At a pressure of 500 kPa, water can exist in different phases: compressed liquid, saturated liquid, saturated mixture (liquid-vapor), saturated vapor, or superheated vapor. The phase depends on the temperature. To determine the phase, we can consult the saturated water tables. At 500 kPa, the saturation temperature (Ts) is approximately 151.83°C. If the temperature of the water is below 151.83°C, it exists as a compressed liquid. If the temperature is equal to 151.83°C, it can exist as a saturated liquid, a saturated mixture, or a saturated vapor, depending on the quality. If the temperature is above 151.83°C, it exists as a superheated vapor. Without knowing the temperature, we cannot pinpoint the exact state. However, we can discuss the properties in different scenarios. If the water is in the saturation region, we need the quality (x) to determine the other properties. The specific volume (v), internal energy (u), enthalpy (h), and entropy (s) can be calculated using the following equations:
v = vf + x * (vg - vf)
u = uf + x * (ug - uf)
h = hf + x * (hg - hf)
s = sf + x * (sg - sf)
Where the subscript 'f' denotes the saturated liquid state, and 'g' denotes the saturated vapor state at 500 kPa. These values can be found in the saturated water tables. If the water is in the superheated region, we need the temperature to determine the other properties from the superheated water tables. The superheated water tables provide values for specific volume, internal energy, enthalpy, and entropy at various temperatures and pressures. Interpolation may be required if the exact pressure and temperature are not listed in the tables.
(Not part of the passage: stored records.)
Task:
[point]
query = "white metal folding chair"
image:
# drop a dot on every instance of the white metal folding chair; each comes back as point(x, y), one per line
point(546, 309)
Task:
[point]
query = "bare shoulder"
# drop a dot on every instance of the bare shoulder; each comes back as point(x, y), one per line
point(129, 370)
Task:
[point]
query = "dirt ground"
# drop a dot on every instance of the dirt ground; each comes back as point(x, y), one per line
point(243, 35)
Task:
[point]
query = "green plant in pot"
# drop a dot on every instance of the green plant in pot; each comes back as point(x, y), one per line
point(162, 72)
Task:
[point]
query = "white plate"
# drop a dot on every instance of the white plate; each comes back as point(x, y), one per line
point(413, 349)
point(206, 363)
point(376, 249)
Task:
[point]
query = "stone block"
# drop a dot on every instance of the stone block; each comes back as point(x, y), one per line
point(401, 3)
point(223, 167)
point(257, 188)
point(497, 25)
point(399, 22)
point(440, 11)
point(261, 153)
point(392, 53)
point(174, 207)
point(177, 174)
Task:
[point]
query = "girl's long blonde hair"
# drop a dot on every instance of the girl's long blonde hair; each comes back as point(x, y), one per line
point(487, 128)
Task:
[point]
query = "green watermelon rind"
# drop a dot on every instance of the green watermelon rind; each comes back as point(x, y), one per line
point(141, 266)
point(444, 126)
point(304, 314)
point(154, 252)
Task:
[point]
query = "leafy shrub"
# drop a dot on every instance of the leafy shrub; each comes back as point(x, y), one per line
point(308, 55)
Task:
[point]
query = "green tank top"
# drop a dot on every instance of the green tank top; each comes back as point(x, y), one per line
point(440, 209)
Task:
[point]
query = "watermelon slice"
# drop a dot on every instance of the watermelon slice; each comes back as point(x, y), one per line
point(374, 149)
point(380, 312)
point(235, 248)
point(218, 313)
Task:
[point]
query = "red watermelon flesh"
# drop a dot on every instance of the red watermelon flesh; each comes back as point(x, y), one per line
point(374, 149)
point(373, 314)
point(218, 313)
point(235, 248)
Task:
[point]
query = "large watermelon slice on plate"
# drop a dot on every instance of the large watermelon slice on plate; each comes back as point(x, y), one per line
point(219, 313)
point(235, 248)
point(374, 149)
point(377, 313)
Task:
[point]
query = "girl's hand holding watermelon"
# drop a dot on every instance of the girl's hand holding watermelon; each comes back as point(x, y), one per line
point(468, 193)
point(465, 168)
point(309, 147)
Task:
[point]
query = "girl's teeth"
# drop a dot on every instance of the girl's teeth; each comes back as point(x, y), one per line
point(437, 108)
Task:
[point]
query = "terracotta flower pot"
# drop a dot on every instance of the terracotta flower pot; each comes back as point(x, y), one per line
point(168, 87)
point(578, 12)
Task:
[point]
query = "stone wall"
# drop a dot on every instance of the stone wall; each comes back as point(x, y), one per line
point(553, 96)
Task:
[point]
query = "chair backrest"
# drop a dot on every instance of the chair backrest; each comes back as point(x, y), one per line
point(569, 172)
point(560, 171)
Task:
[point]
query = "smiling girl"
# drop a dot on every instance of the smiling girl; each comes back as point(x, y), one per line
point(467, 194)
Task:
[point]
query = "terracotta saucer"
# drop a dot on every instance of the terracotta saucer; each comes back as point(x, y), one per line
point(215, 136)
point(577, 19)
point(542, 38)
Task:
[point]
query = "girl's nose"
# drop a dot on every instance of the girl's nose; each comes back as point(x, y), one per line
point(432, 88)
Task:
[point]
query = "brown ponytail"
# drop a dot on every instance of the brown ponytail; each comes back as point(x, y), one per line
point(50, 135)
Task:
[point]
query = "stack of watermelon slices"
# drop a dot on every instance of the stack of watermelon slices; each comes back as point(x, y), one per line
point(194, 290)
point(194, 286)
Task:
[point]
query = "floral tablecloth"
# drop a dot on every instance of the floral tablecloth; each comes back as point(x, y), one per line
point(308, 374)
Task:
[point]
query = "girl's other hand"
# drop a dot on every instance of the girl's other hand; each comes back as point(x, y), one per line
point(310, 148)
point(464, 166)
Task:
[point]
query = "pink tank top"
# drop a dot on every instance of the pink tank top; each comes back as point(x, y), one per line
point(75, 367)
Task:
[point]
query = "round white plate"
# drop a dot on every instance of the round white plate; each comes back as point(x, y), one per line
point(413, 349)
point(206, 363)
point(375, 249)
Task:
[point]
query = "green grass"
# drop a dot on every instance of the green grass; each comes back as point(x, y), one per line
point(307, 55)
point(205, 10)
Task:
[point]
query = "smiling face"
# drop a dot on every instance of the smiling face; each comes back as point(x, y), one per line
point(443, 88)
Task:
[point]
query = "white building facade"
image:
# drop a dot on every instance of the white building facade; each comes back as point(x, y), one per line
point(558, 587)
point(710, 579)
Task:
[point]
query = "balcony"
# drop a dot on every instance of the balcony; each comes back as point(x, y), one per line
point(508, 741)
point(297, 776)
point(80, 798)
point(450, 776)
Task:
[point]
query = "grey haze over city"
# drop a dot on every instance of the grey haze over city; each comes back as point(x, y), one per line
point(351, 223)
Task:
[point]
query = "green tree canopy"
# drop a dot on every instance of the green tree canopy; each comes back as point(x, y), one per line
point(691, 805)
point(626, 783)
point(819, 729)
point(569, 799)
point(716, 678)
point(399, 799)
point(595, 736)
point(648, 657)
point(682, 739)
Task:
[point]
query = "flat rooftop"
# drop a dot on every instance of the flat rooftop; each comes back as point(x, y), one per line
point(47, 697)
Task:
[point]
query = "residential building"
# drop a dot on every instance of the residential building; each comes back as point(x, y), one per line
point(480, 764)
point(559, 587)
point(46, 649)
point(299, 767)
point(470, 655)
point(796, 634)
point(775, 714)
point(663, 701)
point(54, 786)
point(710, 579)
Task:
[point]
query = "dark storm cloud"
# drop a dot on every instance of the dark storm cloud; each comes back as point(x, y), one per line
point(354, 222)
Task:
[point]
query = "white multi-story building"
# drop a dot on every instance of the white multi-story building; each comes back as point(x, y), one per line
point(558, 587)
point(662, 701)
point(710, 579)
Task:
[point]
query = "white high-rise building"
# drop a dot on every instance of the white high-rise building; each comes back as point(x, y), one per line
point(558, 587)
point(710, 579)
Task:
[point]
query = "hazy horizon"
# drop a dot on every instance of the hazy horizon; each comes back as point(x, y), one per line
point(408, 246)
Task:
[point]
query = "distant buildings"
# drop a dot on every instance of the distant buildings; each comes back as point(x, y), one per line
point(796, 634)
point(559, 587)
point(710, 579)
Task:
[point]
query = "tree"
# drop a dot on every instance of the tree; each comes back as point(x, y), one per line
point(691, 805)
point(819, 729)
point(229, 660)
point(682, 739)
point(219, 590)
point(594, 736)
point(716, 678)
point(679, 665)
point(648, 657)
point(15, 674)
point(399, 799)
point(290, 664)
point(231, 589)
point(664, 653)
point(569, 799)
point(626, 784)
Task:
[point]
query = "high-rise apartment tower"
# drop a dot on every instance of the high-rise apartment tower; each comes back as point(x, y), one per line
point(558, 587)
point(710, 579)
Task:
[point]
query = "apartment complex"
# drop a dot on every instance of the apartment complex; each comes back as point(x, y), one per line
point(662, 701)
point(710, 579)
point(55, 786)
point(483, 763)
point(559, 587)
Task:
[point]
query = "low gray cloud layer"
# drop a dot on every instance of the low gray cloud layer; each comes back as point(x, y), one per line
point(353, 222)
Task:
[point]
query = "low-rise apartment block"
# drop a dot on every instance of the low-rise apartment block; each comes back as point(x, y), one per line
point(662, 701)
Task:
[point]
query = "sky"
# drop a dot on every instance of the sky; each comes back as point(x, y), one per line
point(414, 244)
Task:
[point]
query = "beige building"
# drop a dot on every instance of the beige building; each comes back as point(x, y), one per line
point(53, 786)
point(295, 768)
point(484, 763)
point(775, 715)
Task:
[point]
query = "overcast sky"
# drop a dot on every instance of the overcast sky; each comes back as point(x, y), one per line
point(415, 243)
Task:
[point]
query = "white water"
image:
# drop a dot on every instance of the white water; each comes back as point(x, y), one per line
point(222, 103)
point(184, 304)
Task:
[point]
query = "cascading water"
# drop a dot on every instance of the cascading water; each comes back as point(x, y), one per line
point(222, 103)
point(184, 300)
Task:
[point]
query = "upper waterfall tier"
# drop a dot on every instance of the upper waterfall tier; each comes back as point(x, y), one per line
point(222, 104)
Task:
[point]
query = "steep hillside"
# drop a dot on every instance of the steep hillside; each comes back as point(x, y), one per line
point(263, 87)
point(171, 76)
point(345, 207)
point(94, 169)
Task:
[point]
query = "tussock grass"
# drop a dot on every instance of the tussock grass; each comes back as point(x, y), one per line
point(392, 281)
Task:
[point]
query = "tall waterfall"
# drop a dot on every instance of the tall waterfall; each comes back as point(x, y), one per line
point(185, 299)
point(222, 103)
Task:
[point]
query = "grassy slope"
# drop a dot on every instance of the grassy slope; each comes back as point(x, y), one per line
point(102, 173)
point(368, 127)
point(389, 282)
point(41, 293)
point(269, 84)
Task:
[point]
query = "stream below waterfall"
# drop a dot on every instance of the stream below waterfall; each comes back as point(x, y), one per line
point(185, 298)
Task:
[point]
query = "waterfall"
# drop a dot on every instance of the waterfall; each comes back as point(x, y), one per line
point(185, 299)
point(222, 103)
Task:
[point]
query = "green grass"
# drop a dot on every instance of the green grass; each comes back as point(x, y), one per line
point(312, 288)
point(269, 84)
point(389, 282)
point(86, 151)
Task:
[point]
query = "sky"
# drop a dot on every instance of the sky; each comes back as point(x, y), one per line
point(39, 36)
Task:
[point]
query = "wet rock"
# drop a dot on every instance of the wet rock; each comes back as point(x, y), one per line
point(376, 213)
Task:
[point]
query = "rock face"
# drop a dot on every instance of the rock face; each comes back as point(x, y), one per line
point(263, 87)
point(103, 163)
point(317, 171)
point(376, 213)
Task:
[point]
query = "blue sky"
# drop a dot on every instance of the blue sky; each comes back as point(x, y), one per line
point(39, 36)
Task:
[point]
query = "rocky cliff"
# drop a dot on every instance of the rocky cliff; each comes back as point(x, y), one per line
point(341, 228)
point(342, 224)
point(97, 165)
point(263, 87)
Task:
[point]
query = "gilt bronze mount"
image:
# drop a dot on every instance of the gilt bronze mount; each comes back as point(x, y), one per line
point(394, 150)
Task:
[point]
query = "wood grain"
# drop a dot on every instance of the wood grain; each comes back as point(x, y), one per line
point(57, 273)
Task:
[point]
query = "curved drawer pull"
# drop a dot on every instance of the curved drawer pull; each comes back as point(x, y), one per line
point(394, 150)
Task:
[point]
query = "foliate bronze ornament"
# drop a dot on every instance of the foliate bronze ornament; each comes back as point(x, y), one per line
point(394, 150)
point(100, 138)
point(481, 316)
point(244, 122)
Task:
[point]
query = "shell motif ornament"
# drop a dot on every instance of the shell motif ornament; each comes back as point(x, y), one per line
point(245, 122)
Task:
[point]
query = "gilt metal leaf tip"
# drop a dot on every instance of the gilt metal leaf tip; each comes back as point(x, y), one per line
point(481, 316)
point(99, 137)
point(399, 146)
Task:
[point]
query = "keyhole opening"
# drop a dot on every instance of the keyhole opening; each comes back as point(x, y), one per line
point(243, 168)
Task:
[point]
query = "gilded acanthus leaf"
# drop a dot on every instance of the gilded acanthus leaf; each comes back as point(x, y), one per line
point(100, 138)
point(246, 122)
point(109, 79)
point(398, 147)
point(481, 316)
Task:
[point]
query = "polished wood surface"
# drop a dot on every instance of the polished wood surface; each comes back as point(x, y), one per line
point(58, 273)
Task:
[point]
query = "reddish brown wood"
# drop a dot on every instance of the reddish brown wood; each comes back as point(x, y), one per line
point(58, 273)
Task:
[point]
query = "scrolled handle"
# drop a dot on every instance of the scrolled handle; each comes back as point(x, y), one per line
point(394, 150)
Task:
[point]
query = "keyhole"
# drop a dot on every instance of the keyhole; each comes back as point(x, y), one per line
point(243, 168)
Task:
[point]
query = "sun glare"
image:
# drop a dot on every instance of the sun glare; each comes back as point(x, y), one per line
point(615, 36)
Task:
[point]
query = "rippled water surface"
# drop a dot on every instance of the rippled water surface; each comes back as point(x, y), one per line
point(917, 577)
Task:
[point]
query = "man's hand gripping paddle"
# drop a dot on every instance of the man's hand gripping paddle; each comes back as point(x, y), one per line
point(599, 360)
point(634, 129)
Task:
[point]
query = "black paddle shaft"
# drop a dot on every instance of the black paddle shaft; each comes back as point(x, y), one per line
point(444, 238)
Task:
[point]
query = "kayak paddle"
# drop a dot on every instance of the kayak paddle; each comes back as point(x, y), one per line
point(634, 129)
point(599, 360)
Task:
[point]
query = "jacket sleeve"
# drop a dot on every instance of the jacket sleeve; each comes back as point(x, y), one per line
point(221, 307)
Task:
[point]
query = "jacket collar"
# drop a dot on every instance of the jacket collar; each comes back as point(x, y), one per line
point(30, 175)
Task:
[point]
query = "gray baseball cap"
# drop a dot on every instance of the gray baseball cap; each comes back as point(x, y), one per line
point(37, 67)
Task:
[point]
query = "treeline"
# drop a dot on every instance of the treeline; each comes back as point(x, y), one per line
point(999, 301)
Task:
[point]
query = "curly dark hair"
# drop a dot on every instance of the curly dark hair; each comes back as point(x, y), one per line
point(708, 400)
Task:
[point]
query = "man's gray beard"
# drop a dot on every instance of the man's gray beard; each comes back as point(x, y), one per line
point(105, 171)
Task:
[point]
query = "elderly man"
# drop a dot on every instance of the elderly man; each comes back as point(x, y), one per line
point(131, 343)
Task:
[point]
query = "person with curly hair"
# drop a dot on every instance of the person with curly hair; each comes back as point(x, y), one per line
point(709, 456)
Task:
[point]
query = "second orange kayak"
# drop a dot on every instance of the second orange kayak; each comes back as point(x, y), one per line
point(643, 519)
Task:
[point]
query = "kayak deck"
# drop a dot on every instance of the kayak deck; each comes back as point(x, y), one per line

In the compressed liquid region, the properties are less sensitive to pressure changes and are often approximated by the saturated liquid properties at the given temperature. However, for more accurate results, compressed liquid tables can be used if available. This flexibility in approach is what makes thermodynamics both a powerful and nuanced tool in engineering analysis.
In conclusion, without additional information such as temperature or quality, we can only discuss the possible states of water vapor at 500 kPa. The water could be in the compressed liquid, saturated mixture, or superheated vapor phase, each with distinct properties. To fully determine the state and its properties, another independent property is required. This underscores the fundamental principle that two independent intensive properties are necessary to fully define the state of a simple compressible system. This problem serves as a reminder of the importance of having sufficient information before attempting to solve thermodynamic problems and highlights the practical application of property tables in determining the state of a substance.